“Bridesmaids” is a genre so rare
it is practically in a category by itself: female
buddy-movie raunch comedy. Those who
are aficionados of television’s “Saturday Night Live” will recognize
veteran comediennes Kristin Wiig and Maya Rudolph.
They play best friends, Annie and Lillian, who can tell each other
anything, including the messy details of their love lives.
The men may come and go, but their friendship endures, and has since
But all that relational history is
suddenly threatened by Lillian’s surprise engagement.
It seems she’s marrying into money.
(The groom is virtually nonexistent in this elaborate wedding, which
is an extreme absence even for a unique chick flick.)
She’s made new friends now, connected with his family, and Annie
has been too self-absorbed to notice the growing distance between them.
Annie has endured a lot of failures recently:
her pastry shop went belly-up, and the fiancé who partnered with her
disappeared after the bankruptcy. Annie
works in a jewelry store now, but her heart isn’t in it.
She keeps being scathingly honest to potential clients, which is an
amusing use of put-down humor, but doesn’t endear her to her boss.

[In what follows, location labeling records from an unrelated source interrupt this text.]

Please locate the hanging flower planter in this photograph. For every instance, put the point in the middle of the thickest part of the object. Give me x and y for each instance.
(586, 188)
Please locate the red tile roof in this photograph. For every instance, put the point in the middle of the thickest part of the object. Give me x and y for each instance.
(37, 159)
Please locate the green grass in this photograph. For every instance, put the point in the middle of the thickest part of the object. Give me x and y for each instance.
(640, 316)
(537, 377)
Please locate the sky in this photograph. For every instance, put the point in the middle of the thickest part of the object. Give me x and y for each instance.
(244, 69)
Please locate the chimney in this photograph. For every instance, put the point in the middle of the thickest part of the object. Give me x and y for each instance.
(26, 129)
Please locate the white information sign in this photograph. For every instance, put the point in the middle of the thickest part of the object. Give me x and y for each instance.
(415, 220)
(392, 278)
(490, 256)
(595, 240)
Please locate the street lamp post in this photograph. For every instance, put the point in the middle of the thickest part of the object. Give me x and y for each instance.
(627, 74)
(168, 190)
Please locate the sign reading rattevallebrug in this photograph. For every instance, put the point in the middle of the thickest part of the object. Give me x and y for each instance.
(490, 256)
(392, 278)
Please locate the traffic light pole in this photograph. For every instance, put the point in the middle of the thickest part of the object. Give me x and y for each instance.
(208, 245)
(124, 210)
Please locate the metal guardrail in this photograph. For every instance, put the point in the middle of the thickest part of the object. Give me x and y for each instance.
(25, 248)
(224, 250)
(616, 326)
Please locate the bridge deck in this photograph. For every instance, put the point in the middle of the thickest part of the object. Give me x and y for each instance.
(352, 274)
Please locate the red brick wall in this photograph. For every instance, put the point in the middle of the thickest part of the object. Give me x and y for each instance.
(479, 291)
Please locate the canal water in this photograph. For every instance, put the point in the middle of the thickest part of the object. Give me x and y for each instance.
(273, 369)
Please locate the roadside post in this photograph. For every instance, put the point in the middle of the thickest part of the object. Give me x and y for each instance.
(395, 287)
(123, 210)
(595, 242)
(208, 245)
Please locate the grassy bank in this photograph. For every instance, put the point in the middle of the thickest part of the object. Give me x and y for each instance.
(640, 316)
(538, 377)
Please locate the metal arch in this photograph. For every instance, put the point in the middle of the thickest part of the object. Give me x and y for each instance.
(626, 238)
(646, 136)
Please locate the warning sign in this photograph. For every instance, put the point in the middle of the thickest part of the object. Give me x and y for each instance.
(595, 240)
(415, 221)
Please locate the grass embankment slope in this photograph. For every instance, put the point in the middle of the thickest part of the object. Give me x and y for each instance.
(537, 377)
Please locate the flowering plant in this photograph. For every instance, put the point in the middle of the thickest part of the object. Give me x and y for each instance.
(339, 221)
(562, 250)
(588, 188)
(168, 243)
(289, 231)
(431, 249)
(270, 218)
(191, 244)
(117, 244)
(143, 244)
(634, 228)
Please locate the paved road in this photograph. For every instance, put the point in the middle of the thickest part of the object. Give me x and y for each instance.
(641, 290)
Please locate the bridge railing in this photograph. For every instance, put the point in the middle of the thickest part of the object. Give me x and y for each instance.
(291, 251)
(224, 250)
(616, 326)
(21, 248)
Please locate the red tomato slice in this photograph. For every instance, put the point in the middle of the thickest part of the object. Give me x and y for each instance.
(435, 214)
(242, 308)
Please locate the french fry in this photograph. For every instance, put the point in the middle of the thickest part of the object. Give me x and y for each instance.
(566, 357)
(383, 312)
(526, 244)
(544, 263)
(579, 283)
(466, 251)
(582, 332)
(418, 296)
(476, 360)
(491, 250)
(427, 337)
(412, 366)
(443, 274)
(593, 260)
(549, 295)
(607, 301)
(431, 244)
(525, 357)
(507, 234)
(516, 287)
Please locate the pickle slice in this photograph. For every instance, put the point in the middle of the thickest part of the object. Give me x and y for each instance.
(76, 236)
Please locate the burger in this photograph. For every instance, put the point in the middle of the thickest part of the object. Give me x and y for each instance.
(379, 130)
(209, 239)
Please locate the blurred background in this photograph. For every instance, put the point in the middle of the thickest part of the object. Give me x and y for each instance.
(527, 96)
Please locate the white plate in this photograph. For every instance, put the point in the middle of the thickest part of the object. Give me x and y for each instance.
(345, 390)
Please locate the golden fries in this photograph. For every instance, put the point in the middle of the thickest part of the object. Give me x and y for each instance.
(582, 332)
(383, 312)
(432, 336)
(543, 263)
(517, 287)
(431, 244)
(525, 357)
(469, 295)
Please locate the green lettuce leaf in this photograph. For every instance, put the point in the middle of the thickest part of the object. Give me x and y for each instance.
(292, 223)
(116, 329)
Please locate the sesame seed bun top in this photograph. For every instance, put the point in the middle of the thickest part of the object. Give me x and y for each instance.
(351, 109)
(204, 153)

She’s fired from that, and from her lease with her roommate, too,
and, humiliated, she has to move back in with her Mom (Jill Clayburgh, who
shows us all how to look good even after the magic age of full Social
Security benefits). Annie has a
“friend with benefits” (OK, they don’t even use that euphemism), Jon
Hamm (always the charming cad but this time more of the latter and less of
the former), but Annie fully realizes that’s going nowhere.
In fact, her life is pretty much going nowhere right now, and to make
matters worse, she gets pulled over for her taillights being out.
You guessed it.
The cop flirts with her, and maybe things are starting to look up a
little. But Annie is considerably
adept at self-destruction. She even
manages to sour that serendipitous relationship, then lets her testiness
about being displaced in old friend Lillian’s life get the better of her,
as Annie launches off into a profanity-filled, throw-and–break-stuff
tirade at Lillian’s engagement party. Now
Annie’s really isolated. And nobody
It would be pretty sad, this self-pity
party, except the screenplay here is determinedly and consistently juvenile.
Bathroom humor abounds. And
sex humor. (But no nudity, please,
we’re mature women with body image issues.)
In the end, it’s about the strength
of long-term BFF relationships, and the men are, if not obstructionists, at
the very least, irrelevant and incidental.
Not so in “Hop,” which is
everything “Bridesmaids” isn’t: sticky
sweet, child-friendly, cute, sappy, and well-meaning.
The Easter Bunny is like Santa at the North Pole:
overseeing a candy-making operation that has to churn out enough, er,
nourishment for literally everyone in the world---or at least, those who
expect the Easter Bunny to arrive. Interesting
that religion is never mentioned, though the term “Easter” is used
frequently: herein lies the complete
divorce of the secular from the religious meaning of Easter.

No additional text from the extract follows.